Milimetric triaged this task as Medium priority.Oct 18 2024, 4:22 PM
Milimetric updated Other Assignee, added: Milimetric.
Milimetric set the point value for this task to 3.

This is an amazing idea thank you! We have always wanted to make schema.wikimedia.org more readable, but never had time to prioritize it. The existent UI was something I did best effort in like a day or two, so please! A replacement would be amazing.

Also, TBD, @daniel and I are considering expanding the scope of schema.wikimedia.org to host more than just event schemas. (Do we have a ticket Daniel?)

There are other schema repo improvements we would like to make too!

Also:

EventStreams uses OpenAPI specs and doc UI to show a human readable form. E.g. https://stream.wikimedia.org/?doc#/streams/get_v2_stream_mediawiki_page_change_v1

There is an eventstreams-internal instance that can be accessed via an ssh tunnel now. This has access to all Event Platform streams and schemas. If we did T348763: Make eventstreams-internal available to WMF staff without an ssh tunnel, perhaps more folks would use it?

Also:

@tchin implemented Event Stream -> Datahub integration, so you can view all declared streams and schemas at https://datahub.wikimedia.org/search?filter_platform=urn:li:dataPlatform:eventstreams

You know what else would be cool!?

A quick and dirty readable UI of action=streamconfigs, maybe implemented in the EventStreamConfig extension! Special:StreamConfigs?

E.g. This https://meta.wikimedia.org/w/index.php?title=Special:ApiSandbox#action=streamconfigs&format=json&formatversion=2

But pretty!

Milimetric updated Other Assignee, removed: Milimetric.
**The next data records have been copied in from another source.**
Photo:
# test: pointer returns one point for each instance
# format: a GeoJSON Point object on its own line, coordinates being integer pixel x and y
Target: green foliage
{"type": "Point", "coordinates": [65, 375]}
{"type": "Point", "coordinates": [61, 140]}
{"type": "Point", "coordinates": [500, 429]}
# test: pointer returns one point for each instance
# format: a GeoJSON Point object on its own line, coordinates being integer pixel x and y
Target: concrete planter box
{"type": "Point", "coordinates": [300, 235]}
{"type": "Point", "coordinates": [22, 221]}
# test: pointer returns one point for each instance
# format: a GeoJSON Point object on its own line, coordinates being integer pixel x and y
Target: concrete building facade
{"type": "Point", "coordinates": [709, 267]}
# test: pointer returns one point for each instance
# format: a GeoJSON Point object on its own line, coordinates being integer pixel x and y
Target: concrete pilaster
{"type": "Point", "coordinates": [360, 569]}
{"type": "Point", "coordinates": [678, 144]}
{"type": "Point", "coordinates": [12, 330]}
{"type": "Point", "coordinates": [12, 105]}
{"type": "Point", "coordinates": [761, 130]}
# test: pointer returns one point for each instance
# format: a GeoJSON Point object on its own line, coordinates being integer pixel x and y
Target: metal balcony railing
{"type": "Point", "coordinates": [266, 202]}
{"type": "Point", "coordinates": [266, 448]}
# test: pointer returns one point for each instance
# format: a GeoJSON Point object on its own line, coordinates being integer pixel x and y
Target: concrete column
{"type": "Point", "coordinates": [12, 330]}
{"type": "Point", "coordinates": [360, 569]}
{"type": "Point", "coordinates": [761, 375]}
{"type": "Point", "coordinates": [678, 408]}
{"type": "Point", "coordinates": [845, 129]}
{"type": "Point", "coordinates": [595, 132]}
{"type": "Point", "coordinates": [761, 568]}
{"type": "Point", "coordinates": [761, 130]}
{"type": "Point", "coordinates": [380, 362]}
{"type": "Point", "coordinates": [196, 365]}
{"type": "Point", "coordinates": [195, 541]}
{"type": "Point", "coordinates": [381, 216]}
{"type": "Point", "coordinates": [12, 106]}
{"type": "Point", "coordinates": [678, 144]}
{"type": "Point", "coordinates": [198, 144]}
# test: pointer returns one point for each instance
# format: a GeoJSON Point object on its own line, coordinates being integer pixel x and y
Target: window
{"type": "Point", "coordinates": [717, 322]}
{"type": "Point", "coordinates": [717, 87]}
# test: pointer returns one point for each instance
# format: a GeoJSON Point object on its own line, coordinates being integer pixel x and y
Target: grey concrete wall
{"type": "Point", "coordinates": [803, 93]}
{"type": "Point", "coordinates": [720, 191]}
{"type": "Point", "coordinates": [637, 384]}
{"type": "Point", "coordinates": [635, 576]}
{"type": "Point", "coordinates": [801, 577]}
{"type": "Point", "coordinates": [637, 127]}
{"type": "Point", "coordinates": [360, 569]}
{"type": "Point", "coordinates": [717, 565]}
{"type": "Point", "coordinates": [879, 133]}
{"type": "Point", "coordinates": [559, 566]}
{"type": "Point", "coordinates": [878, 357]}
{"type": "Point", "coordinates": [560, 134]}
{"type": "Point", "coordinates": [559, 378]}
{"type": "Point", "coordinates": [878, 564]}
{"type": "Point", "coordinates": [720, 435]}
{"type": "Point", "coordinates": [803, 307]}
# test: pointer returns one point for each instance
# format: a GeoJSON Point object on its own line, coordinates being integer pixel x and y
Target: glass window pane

current approach is to look at https://modpython.org/ and see if we can just set up the transformation on serve. We have too many unanswered questions around how to materialize on-build to resolve and be useful. But doing it at render-time is easier and allows us to iterate faster. The problem will be that jsfh renders the schema file but also renders js and css. So we'd have to host these somewhere and make apache redirect relative requests to them from anywhere to the canonical spot. Bit too much apache hacking for me but it should work :)

schema.wikimedia.org is currently hosted via nginx.

Could change though.

 The problem will be that jsfh renders the schema file but also renders js and css

The eventschemas module in puppet sets up the nginx webserver. It also has static js and css files for pretty-autoindex

We have too many unanswered questions around how to materialize on-build to resolve and be useful.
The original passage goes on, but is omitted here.